Richard Littlejob of the mail (DONT READ IT) has written a lovely piece on how people are being given blue badges for simply being obese.
Aside from the obvious concern that this will increase attacks on disabled people who are bigger than whatever average is nowadays I didn't think there was a weight limit on disability.
Disabled people, surprise surprise come in all shapes, sizes, ages, colours and religions etc etc. It doesn't discriminate on any grounds (unfortunately).
I am wondering if Richard littlejob and presumably all the people agreeing with him think that all disabled people should be slender young blondes in their wheelchairs? Because I was under the impression that they also thought that disabled people had to be over a certain age, as well as having certain things different about them.
It's tough enough being a disabled person, do we all now need to enroll in a slimming programme (presumably this will be paid by the government?) and perhaps they could chuck in a few beauty treatments every so often? How about letting us in on the secret of how people who are physically restricted can possibly exercise every day?
I'm not saying we are all fat, ugly slobs. But I am also not saying that we should all be body perfect (thats a novel concept, disabled people being body perfect :).
Disability doesn't equal a certain body weight. full stop.
(o go on, have a read, and a laugh too.. copied here for your amusement and for the benefit of the dms stats.. NOT)
Richard Littlejohn.
Two stories stood out for me this
week. Both are damning indictments of modern Britain and proof positive
of the idiocy of the soft-headed, socialist imbeciles who run so much of
what passes for our ‘world class public services’.
The
first comes from Walsall, where obese motorists are being issued with
disabled parking badges so they don’t have to waddle too far from their
cars to the nearest kebab shop.
The
second hails from York, where people arrested for being drunk and
disorderly are being sent on courses to boost their ‘self-esteem’.
Let’s start in the West Midlands.
What possessed Walsall Council to hand out ‘blue badges’ to gutbuckets?

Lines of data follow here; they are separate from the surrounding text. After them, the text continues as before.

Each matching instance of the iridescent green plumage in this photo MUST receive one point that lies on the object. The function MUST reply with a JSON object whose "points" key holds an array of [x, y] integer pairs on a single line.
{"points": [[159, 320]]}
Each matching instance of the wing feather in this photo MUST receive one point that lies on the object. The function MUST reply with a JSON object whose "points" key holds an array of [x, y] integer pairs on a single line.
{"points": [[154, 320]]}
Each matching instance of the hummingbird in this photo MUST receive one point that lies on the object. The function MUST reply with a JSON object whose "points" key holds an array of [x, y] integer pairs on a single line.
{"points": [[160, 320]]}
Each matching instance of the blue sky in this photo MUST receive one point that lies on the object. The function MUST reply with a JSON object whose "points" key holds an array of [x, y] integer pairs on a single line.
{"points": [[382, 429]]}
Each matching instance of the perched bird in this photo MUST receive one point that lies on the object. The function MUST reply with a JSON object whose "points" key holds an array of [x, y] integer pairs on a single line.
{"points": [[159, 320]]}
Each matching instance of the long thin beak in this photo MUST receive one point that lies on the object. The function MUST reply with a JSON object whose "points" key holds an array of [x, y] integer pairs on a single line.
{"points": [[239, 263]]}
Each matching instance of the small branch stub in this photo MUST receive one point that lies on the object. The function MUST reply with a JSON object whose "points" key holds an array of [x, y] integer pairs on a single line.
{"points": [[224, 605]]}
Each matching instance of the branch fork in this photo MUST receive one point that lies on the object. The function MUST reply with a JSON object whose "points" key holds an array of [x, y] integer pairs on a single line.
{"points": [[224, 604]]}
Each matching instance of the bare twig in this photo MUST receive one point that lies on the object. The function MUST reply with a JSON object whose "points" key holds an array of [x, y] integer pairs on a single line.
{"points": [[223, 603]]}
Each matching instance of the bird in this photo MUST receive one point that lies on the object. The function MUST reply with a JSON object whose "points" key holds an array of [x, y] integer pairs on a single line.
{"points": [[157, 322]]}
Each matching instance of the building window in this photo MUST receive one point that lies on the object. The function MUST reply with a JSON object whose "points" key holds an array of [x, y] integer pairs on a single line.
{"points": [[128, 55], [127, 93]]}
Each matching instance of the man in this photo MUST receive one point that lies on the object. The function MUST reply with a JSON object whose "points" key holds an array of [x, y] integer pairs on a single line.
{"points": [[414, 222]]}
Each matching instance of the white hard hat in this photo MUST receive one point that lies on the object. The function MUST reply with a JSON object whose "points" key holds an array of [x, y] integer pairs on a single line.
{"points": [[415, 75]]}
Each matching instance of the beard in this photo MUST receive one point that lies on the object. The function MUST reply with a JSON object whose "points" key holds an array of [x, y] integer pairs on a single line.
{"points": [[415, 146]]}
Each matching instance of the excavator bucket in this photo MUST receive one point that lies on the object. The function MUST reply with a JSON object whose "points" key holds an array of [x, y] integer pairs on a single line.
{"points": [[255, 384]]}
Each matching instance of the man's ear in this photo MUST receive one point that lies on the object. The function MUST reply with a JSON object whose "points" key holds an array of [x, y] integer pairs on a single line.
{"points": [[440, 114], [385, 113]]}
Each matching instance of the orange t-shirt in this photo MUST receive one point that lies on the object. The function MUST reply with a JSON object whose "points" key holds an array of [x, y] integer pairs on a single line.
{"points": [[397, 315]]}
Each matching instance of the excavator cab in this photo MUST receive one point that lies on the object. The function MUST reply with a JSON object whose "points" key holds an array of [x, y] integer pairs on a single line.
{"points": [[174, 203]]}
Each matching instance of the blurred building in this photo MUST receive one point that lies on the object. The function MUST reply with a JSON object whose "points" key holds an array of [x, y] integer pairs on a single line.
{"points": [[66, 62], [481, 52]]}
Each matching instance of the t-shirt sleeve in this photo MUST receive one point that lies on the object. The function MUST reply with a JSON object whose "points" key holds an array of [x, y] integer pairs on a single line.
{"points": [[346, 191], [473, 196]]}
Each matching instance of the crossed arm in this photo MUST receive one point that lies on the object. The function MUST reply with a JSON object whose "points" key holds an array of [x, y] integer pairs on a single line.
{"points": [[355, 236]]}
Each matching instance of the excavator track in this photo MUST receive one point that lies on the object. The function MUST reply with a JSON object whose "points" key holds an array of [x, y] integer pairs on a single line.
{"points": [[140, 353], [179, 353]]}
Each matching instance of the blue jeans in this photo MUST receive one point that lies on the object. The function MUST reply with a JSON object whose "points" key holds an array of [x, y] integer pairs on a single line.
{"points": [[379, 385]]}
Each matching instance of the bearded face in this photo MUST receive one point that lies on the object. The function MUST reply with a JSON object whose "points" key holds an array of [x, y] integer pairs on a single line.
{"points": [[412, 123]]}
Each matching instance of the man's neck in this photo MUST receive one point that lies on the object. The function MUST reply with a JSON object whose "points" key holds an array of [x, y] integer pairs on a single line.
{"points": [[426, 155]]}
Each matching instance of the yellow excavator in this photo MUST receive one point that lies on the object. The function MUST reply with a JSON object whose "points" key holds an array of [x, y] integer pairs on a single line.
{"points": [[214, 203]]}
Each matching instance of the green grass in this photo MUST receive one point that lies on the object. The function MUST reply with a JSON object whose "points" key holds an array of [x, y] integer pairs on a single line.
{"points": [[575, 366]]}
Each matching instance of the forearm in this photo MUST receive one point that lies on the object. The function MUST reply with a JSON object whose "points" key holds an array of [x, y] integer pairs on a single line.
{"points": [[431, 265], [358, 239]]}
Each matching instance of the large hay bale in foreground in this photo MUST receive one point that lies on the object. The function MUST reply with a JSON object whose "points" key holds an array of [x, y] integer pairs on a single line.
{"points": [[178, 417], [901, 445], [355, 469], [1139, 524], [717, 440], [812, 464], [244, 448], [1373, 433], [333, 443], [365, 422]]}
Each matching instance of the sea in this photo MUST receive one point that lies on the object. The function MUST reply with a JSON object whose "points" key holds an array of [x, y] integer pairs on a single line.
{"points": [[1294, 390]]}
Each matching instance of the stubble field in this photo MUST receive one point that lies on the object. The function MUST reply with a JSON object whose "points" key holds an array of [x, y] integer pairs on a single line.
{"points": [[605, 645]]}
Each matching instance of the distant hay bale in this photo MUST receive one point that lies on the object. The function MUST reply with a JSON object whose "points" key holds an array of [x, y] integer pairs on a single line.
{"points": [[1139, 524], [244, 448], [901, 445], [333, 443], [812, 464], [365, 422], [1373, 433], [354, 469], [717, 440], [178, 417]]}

OK, so there is a minuscule number of people suffering from rare medical
and genetic conditions which make it difficult to control their weight.

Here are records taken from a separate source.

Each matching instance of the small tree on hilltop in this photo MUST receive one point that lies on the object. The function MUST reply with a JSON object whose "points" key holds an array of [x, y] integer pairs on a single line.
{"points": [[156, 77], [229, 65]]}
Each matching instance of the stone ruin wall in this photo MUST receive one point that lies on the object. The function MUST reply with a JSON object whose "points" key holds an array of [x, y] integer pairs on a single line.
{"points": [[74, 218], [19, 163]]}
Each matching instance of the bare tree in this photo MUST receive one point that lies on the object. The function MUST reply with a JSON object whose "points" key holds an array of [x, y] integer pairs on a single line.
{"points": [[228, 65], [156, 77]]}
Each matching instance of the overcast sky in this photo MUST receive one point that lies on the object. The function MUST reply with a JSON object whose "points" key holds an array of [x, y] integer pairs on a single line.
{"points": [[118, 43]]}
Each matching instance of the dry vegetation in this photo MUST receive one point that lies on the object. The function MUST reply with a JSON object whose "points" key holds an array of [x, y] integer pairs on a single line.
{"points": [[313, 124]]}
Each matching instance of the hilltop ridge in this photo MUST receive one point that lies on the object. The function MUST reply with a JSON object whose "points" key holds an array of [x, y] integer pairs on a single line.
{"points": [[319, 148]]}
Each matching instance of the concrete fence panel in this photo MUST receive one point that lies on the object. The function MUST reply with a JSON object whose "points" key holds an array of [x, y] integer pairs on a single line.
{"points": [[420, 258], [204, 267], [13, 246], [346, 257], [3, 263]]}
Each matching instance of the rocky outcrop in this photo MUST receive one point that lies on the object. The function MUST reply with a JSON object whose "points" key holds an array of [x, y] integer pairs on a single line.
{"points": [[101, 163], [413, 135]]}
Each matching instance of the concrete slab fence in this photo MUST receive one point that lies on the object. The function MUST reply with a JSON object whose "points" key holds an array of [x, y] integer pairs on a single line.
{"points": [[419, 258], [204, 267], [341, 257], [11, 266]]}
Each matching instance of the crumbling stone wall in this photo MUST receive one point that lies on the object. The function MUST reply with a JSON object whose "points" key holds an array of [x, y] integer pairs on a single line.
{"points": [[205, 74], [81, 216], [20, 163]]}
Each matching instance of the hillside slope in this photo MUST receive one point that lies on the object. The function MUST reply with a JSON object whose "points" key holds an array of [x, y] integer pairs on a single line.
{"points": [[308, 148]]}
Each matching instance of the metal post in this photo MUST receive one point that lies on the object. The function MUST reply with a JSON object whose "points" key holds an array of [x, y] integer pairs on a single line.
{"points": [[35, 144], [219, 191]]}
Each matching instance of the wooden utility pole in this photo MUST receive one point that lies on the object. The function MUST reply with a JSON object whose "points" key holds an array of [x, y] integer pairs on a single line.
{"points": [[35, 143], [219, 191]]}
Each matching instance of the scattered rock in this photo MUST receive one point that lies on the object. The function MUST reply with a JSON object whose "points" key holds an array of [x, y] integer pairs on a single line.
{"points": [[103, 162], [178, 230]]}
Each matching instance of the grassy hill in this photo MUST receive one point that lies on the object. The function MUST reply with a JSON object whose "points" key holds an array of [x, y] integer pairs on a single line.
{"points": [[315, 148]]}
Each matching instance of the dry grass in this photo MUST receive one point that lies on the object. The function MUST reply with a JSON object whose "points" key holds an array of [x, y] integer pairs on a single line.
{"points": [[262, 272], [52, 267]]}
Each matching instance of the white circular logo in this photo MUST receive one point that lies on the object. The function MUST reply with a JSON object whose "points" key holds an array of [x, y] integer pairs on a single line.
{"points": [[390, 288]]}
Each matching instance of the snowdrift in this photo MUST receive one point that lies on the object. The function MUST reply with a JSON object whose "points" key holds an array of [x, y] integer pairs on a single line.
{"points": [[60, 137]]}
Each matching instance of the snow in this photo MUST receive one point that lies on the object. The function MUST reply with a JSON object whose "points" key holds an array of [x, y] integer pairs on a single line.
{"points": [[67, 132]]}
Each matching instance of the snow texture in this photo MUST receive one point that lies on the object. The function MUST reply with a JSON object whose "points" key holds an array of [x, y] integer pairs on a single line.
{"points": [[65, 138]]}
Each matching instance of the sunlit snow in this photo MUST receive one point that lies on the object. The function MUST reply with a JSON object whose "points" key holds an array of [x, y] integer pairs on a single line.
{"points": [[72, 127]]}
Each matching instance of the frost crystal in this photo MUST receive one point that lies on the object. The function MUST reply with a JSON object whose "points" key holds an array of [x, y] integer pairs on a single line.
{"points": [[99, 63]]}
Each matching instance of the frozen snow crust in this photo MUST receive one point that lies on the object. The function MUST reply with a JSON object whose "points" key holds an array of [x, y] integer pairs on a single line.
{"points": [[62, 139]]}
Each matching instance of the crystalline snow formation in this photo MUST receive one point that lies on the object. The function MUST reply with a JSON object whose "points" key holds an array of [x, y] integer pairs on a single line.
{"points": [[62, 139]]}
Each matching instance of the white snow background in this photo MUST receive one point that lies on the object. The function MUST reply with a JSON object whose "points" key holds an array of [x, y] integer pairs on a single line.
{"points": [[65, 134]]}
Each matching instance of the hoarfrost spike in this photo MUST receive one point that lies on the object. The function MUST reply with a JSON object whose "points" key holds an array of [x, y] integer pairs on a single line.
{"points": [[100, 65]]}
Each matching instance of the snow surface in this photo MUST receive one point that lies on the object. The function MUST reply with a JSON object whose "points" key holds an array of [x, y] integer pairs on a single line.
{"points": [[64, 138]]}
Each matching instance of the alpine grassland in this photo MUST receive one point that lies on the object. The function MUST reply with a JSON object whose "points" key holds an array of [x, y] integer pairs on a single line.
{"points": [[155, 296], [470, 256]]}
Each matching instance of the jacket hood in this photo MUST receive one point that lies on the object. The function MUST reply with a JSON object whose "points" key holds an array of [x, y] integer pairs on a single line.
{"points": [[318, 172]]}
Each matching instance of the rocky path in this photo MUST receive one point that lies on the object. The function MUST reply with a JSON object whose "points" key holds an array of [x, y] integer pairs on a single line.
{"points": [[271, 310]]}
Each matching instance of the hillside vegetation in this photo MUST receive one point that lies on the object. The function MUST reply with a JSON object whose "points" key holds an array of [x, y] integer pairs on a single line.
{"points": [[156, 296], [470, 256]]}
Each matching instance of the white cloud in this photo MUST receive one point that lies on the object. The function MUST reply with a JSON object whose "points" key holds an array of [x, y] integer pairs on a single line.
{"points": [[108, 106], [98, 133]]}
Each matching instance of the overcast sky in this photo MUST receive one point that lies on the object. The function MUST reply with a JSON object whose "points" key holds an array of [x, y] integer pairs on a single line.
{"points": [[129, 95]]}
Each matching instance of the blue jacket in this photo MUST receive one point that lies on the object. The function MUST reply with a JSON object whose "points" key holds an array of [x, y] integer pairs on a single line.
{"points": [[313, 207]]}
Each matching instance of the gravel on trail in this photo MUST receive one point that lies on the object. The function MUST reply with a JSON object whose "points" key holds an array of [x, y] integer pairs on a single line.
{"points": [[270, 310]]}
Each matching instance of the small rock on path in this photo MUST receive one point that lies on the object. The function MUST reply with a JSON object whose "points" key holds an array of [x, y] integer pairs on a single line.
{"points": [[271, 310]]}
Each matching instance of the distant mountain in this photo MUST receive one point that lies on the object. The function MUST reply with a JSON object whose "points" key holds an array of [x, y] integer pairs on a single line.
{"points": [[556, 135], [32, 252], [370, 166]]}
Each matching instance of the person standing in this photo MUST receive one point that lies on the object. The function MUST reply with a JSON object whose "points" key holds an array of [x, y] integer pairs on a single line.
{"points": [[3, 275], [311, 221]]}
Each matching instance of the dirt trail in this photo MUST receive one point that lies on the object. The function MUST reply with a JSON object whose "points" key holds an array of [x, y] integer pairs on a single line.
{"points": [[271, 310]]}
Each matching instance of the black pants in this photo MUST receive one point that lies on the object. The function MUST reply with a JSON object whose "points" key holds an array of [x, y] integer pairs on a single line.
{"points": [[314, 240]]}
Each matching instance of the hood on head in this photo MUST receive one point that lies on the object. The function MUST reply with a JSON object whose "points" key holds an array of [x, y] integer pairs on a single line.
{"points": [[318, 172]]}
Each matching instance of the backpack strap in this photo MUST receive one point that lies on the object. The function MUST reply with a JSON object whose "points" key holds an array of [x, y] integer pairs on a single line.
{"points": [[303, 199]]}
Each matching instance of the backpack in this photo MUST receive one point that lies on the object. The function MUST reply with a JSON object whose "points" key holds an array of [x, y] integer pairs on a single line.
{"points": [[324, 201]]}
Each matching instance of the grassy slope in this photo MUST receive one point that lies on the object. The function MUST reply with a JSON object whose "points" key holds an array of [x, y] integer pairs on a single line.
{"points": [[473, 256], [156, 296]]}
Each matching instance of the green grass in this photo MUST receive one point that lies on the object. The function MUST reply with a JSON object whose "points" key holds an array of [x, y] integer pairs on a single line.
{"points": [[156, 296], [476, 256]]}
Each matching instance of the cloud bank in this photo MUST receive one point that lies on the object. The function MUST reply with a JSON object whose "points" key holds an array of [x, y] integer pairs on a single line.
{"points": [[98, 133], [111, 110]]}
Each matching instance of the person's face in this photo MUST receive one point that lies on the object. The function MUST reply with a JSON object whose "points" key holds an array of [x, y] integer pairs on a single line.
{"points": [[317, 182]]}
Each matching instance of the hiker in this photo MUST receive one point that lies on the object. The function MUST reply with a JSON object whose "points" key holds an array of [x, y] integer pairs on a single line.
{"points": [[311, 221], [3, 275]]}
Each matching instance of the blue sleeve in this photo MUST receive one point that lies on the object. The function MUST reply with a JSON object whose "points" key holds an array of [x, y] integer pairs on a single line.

Some of them belong in mental hospitals.
But
most of those categorised as ‘obese’ are not genuinely disabled. Nor
are they ‘victims’ by any stretch of the imagination. They are just fat
and greedy and won’t stop stuffing their faces.
Already,
the NHS spends a fortune treating patients suffering from a variety of
ailments caused by self-inflicted gluttony. Diabetes and heart trouble
brought on by pigging out on fast-food is said to have reached epidemic
proportions.
Oh dear, how sad,
never mind. Stop eating so much and start taking exercise every day, you
hideous hippos. Obesity isn’t like a flu epidemic. You can’t catch
obesity. It isn’t inflicted on people by dark forces beyond their
control.
These selfish individuals are grotesquely overweight because they lack willpower and moral fibre.

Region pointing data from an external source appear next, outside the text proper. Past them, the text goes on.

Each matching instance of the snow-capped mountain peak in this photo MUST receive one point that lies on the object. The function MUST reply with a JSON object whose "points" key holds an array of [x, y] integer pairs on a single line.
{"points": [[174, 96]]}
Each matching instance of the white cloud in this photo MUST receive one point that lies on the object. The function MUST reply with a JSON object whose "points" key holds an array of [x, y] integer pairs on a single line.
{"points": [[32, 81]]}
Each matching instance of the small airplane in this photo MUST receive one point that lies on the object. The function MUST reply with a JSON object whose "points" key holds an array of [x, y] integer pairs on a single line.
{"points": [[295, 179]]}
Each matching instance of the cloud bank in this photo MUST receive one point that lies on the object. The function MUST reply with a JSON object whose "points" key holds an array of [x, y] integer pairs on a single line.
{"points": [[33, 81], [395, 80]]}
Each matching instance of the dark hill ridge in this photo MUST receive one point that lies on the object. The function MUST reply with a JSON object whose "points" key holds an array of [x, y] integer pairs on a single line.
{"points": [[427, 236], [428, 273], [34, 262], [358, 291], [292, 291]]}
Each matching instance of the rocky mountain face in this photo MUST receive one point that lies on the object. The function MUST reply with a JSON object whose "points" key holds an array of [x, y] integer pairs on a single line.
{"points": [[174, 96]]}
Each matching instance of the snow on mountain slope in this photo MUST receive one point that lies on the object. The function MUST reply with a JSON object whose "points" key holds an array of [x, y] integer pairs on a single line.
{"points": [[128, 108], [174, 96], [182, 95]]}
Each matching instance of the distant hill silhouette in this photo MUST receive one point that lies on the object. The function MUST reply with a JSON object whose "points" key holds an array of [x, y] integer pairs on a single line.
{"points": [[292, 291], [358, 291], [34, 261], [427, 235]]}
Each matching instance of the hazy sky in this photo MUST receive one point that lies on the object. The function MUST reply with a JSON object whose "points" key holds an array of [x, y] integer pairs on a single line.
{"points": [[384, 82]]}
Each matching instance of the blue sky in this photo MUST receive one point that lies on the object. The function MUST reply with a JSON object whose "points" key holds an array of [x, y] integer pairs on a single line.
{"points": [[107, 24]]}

They have the option to diet or die, but they do not deserve special treatment funded by taxpayers.
No
one should have an automatic right to an expensive gastric band
provided by a hard-pressed public health service, already struggling to
provide life-saving drugs to patients suffering from real illnesses.
It
is estimated that up to two million people could qualify for bariatric
surgery and that by 2050 half of us will be officially ‘obese’.
By then, Britain’s population
will be over 70 million. At this rate there won’t be enough gastric
bands to go round and the whole country will be one giant disabled car
park.
You can bet,
however, that where Walsall leads, other councils will follow in the
name of ‘compassion’ and being ‘non-judgmental’. They’ll be handing out
blue badges by the tens of thousands to anyone who can prove they have
‘mobility issues’.
The
reason these XXXXL monsters have ‘mobility issues’, though, is not
because they were born with chronic disabilities, or have lost limbs in
an accident or while serving their country on the battlefield.
No, their ‘mobility issues’ are
caused by a revolting, self-inflicted excess of flab which their podgy
little legs will no longer support over a distance of more than a few
yards.
In Nottingham,
they are already reinforcing the pavements to cope with the increasing
bulk of the legions of Teletubby lookalikes squelching their way to the
chippie, via the pub or off-licence.